What are the consequences of disabling gossip, mingle and heartbeat for celery workers?

This is the base documentation which doesn't give us much info

heartbeat

Is related to communication between the worker and the broker (in your case the broker is CloudAMQP). See explanation

With the --without-heartbeat the worker won't send heartbeat events

mingle

It only asks for "logical clocks" and "revoked tasks" from other workers on startup.

Taken from whatsnew-3.1

The worker will now attempt to synchronize with other workers in the same cluster.

Synchronized data currently includes revoked tasks and logical clock.

This only happens at startup and causes a one second startup delay to collect broadcast responses from other workers.

You can disable this bootstep using the --without-mingle argument.

Also see docs

gossip

Workers send events to all other workers and this is currently used for "clock synchronization", but it's also possible to write your own handlers on events, such as on_node_join, See docs

Taken from whatsnew-3.1

Workers are now passively subscribing to worker related events like heartbeats.

This means that a worker knows what other workers are doing and can detect if they go offline.

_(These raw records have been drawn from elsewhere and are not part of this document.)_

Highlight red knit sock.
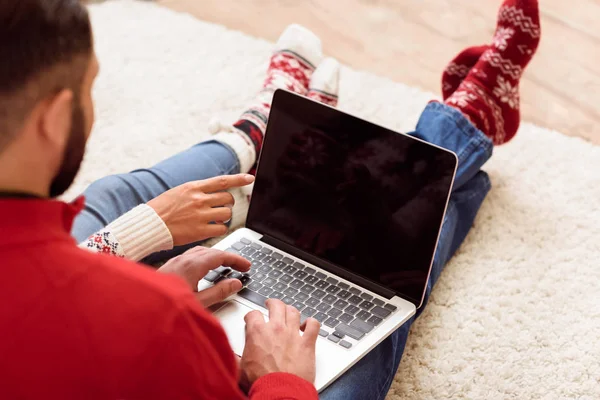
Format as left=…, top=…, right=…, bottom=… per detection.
left=233, top=24, right=323, bottom=168
left=445, top=0, right=540, bottom=145
left=442, top=45, right=489, bottom=100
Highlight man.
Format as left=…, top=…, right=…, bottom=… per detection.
left=0, top=0, right=540, bottom=398
left=0, top=1, right=321, bottom=399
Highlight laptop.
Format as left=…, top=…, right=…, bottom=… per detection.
left=198, top=89, right=458, bottom=392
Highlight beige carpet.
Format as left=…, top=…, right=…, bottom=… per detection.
left=78, top=1, right=600, bottom=398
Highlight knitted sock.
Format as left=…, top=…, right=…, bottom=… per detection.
left=441, top=45, right=489, bottom=100
left=243, top=57, right=340, bottom=177
left=239, top=57, right=340, bottom=201
left=233, top=25, right=323, bottom=172
left=306, top=57, right=340, bottom=107
left=445, top=0, right=540, bottom=145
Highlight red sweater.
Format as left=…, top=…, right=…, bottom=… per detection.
left=0, top=198, right=318, bottom=400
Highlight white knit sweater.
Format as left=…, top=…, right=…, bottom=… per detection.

Currently this is only used for clock synchronization, but there are many possibilities for future additions and you can write extensions that take advantage of this already.

Some ideas include consensus protocols, reroute task to best worker (based on resource usage or data locality) or restarting workers when they crash.

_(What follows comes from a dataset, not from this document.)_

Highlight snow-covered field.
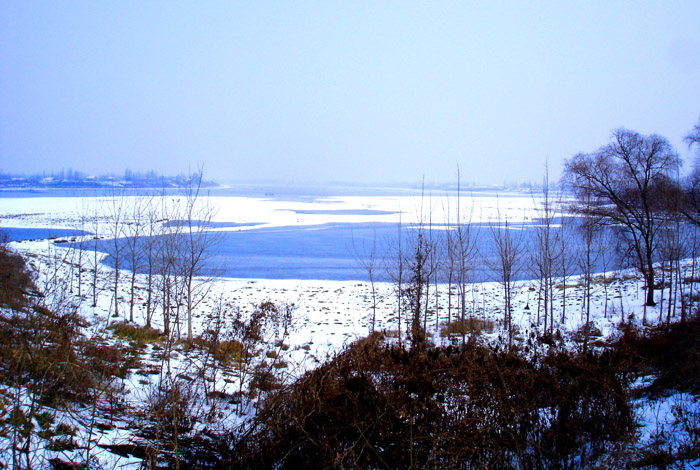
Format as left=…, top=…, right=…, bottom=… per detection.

We believe that although this is a small addition, it opens amazing possibilities.

You can disable this bootstep using the --without-gossip argument.


Celery workers started up with the --without-mingle option, as @ofirule mentioned above, will not receive synchronization data from other workers, particularly revoked tasks. So if you revoke a task, all workers currently running will receive that broadcast and store it in memory so that when one of them eventually picks up the task from the queue, it will not execute it:

https://docs.celeryproject.org/en/stable/userguide/workers.html#persistent-revokes

But if a new worker starts up before that task has been dequeued by a worker that received the broadcast, it doesn't know to revoke the task. If it eventually picks up the task, then the task is executed. You will see this behavior if you're running in an environment where you are dynamically scaling in and out celery workers constantly.